Here’s the second installment of books to begin the year with. This time the author is Jordan Sonnenblick. Look for my Top 10 books of 2007, coming soon.
Zen and the Art of Faking It
Fourteen-year-old San, an ethnic Chinese adopted by an Anglo-American couple as an infant, is as culturally American as apple pie, but he reinvents himself as a mysterious Zen Buddhist when “the thing” with his dad gets “ugly,” and he and his mom leave Houston for a new life in Pennsylvania. San elects the exotic identity partly to spite his father, who extolled blending in, but also to impress his new classmates, especially a pretty girl clearly attracted to his aesthetic persona. And just when he thinks everyone (including the cute girl he can’t stop thinking about) is on to him, everyone believes him . . . in a major Zen way.
Notes From a Midnight Driver
Having seriously messed himself up by getting drunk and decapitating a garden gnome with his mom’s car, sixteen-year-old Alex is assigned to a nursing home for his community service sentence: one hundred hours with Sol Lewis, the crankiest, most unapproachable member of the old folks’ community. At first, Alex balks about being assigned to such a cranky and seemingly obnoxious person, but soon he discovers the man’s secret past, the true meaning of friendship, and what is really important in life.

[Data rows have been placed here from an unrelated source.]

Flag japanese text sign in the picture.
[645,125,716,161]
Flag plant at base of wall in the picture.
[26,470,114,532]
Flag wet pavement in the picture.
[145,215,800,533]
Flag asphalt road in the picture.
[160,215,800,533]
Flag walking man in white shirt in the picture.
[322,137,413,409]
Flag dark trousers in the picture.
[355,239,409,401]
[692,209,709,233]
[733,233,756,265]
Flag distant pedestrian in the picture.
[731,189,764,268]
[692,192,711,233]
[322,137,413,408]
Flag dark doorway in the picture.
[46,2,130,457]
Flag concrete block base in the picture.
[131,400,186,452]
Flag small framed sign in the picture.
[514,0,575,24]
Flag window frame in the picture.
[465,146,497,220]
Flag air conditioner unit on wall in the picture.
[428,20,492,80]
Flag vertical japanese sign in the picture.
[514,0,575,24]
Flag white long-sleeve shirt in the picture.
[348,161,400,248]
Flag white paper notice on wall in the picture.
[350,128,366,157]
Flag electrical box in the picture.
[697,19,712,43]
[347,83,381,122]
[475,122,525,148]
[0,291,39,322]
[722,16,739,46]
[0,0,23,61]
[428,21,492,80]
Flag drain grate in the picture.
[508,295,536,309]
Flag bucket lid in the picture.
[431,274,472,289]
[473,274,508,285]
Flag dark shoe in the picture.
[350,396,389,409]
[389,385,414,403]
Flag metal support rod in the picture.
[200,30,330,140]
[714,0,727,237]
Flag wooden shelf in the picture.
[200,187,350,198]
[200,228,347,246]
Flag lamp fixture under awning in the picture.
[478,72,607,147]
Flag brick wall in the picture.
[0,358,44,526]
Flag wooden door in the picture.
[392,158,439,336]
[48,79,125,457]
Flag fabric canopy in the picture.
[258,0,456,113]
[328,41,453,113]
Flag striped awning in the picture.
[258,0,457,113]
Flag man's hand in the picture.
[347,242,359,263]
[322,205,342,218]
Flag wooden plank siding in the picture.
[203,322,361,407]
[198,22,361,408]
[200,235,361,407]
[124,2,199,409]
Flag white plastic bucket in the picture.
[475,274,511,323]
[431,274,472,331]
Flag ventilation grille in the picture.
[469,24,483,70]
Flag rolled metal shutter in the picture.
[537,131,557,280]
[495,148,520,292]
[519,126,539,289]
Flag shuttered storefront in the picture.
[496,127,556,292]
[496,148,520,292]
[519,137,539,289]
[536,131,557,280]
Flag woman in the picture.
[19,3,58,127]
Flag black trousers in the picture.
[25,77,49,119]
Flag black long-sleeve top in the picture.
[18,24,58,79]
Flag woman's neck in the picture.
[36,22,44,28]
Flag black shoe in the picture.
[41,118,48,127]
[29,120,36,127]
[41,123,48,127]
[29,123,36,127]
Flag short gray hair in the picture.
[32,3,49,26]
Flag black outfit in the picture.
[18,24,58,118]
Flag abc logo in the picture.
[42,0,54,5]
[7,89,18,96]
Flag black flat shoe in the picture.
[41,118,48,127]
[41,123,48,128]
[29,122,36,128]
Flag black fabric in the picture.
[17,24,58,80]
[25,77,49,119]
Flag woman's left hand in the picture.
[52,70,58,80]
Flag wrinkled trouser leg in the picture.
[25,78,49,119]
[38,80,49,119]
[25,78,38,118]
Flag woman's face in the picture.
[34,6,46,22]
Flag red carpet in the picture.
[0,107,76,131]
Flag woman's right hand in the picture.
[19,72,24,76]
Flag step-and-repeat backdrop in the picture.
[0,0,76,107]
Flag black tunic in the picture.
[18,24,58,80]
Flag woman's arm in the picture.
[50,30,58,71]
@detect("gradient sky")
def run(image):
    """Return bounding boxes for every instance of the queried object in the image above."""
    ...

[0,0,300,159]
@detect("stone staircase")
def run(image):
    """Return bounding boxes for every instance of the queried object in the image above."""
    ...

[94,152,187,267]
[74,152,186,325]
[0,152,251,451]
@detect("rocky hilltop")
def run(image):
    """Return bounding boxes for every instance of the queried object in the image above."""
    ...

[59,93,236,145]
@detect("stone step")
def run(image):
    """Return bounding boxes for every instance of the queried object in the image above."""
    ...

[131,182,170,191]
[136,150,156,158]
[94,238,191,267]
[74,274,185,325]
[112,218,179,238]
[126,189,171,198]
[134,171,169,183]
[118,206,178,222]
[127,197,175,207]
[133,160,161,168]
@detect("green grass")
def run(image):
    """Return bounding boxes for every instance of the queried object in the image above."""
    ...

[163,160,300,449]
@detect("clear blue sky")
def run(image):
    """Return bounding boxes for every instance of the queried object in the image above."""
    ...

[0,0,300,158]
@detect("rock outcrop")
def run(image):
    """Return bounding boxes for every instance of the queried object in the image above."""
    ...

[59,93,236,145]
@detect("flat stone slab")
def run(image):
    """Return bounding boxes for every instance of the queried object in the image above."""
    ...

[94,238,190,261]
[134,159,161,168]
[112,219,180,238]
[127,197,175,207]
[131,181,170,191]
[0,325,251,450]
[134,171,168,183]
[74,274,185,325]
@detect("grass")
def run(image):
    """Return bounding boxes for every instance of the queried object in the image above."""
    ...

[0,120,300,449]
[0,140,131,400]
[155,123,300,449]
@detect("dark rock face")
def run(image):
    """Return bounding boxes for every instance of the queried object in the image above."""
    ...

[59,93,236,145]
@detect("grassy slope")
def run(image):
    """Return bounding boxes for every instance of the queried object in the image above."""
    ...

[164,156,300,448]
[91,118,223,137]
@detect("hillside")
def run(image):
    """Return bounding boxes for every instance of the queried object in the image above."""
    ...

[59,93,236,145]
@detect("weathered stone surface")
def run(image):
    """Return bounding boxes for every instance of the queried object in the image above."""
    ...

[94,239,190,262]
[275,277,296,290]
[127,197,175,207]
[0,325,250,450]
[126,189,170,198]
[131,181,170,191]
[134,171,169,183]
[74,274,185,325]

Sonnenblick has a knack for injecting humor in discussions about life. Readers enjoy a great story that will start them thinking. Let me know what you think of these books.
Ed Goldberg
Teen Services Librarian

Books to Begin the Year With – #1

Here are some books to begin the year with by E. Lockhart:
by e. lockhart
Dramarama-for all of you theater folks (and non-theater folks). Demi, aka Douglas Howard, is black, gay and theatrical. He lives ‘under’ the radar at school so he won’t be picked on. Sadye, Sarah Paulson, is a dancer. She knows every song from every Broadway show. Outcasts, both, they become inseparable once they meet at auditions for the Wildewood Academy for the Performing Arts Summer Theater Institute. They get accepted and attend together, ready to conquer the theatrical world. Demi has star power, but Sadye finds the going rough. Dramarama portrays the world of performing arts camps vividly, the applause and the heartbreak, the fun and torture of continuous rehearsals. This is a must for anyone who has been to theater camp, joined school theatrical productions or just loves theater.
Fly On the Wall-At the Manhattan School for Art and Music, where everyone is “different” and everyone is “special,” Gretchen Yee feels ordinary. She’s the kind of girl who sits alone at lunch, drawing pictures of Spider-Man, so she won’t have to talk to anyone; who has a crush on Titus but won’t do anything about it; who has no one to hang out with when her best (and only real) friend Katya is busy. One day, Gretchen wishes that she could be a fly on the wall in the boys’ locker room–just to learn more about guys. What are they really like? What do they really talk about? Are they really cretins most of the time? See what happens when she gets her wish.
The Boyfriend List-Siegfried makes a believable 15-year-old narrator as she slips into the role of Ruby Oliver, a spirited girl struggling with identity and self-esteem after suffering the kind of social crisis that sets high schoolers reeling. Ruby’s boyfriend of six months, Jackson, has dumped her in favor of her best friend, Kim. Ruby’s resulting panic attacks land her in the office of a shrink, Dr. Z, and part of her therapy involves writing a complete list of the boys with whom she’s ever had a crush, kiss, relationship or “little any-kind-of-anything.”
I think E. Lockhart is an author who understands teens and how they think, act and feel. I hope you enjoy these books.